I bought this one in a small supermarket in Greece about 1999. It is of French origin, I don't know if they are still in production. The name and address is on the card.


----------



## herky (Sep 24, 2012)

suggest you join papermodelers.com
its a site for all card modellers with loads of links to models.if you look through model ships forum on this site also find my threads on the subject.there is a brilliant model of canberra out there for free at 1.250 scale.and there is a model of oriana out there also.both are availible as downloads which you need to print out and build.i have been doing card models mainly of ships for about 20 years now.marcle models is the best supplier i found in uk.most of the models are produced in germany or poland.email me if you want more details


----------



## herky (Sep 24, 2012)

Geoff Medhurst said:


> As a youngster I used to delight in constructing models out of light cardboard.
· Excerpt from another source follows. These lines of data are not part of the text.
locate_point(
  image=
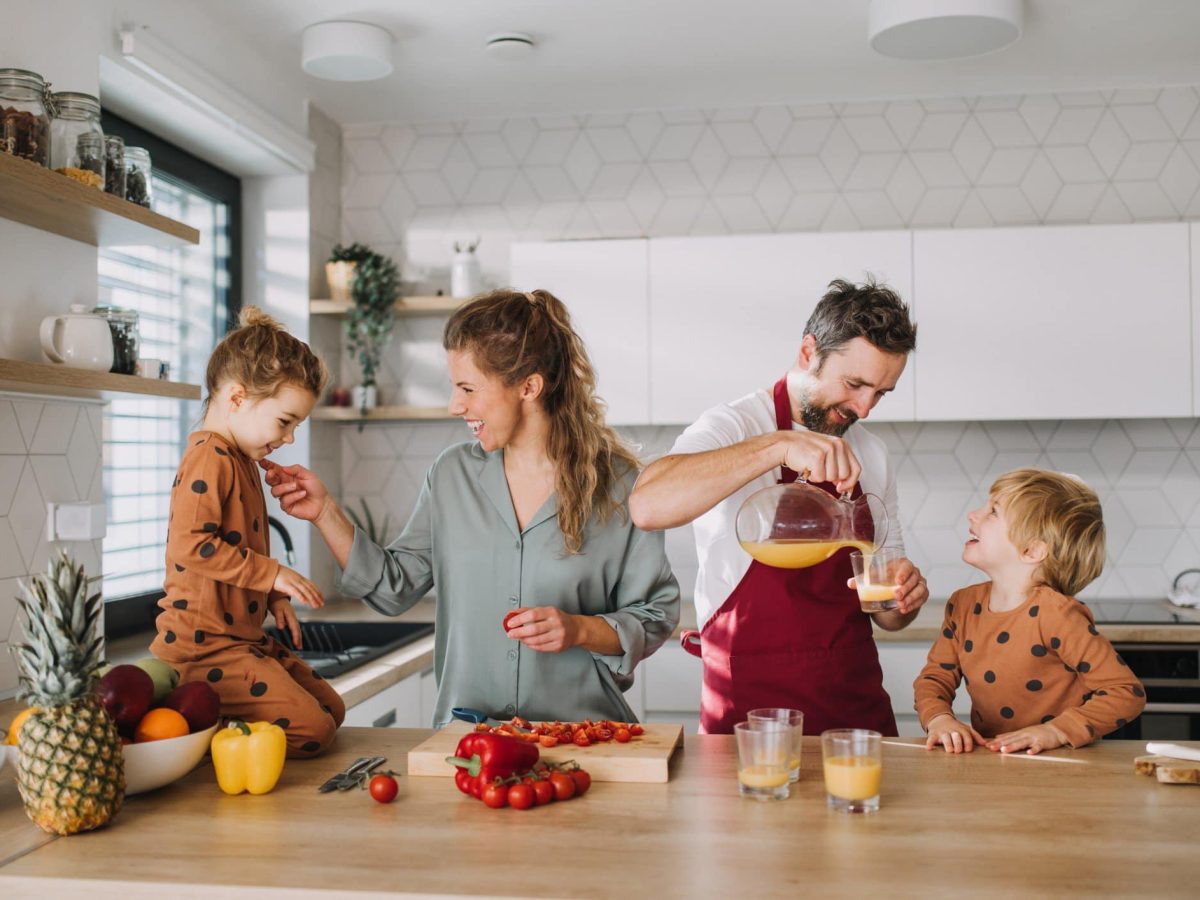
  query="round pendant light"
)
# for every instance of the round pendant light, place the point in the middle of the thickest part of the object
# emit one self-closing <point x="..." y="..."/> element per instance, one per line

These models included Orient line and P&O ships and ended up about half a metre long.
> They came in a book with the parts die cut so you could press them out and they had little tabs which inserted into matching slots on its mating piece.
> The whole model when assembled was a good replica and quite rigid.
> Does anyone remember these models and can you get them now?
> I have looked to no avail.


go to ss canberra models on this site and you might find a challenge(==D)


----------



## Geoff Medhurst (Jul 22, 2016)

Thanks Herky, the Canberra and the Oriana are more my vintage. I used to make up models of the Oronsay, the Orsova and the two Cunard queens.
It kept me out of Mum's way.


----------



## herky (Sep 24, 2012)

the canberra model is far beyond die cut.you print out sheets then cut and fold and glue months of work.i was on oronsay oriana and canberra so these are of interest to me.there is a good freebie download of nice model of oriana to ownload and print.would you like me to send link


----------



## herky (Sep 24, 2012)

here is link for oriana model
http://www.d9.dion.ne.jp/~senaun/oriana.html

download it and print it out for free./.give it a go
enjoy


----------



## Geoff Medhurst (Jul 22, 2016)

Thanks Herky, is this site alright?


----------



## herky (Sep 24, 2012)

Geoff Medhurst said:


> Thanks Herky, is this site alright?


i have downloaded many models from here without any issues(==D)
the 7 pages on left of screen are the parts
the 4 pages marked craft process are instruction photos


----------



## herky (Sep 24, 2012)

just a quick shot of what im building.liners are
hamburg from hmv models at 1;250
pacific dream from whm models at 1;250
canberra from private designer at 1;250
atlantic conveyor from jsc models
uss nimitz at 1;250 from whm models

all this are made purely from printed card(Smoke)


----------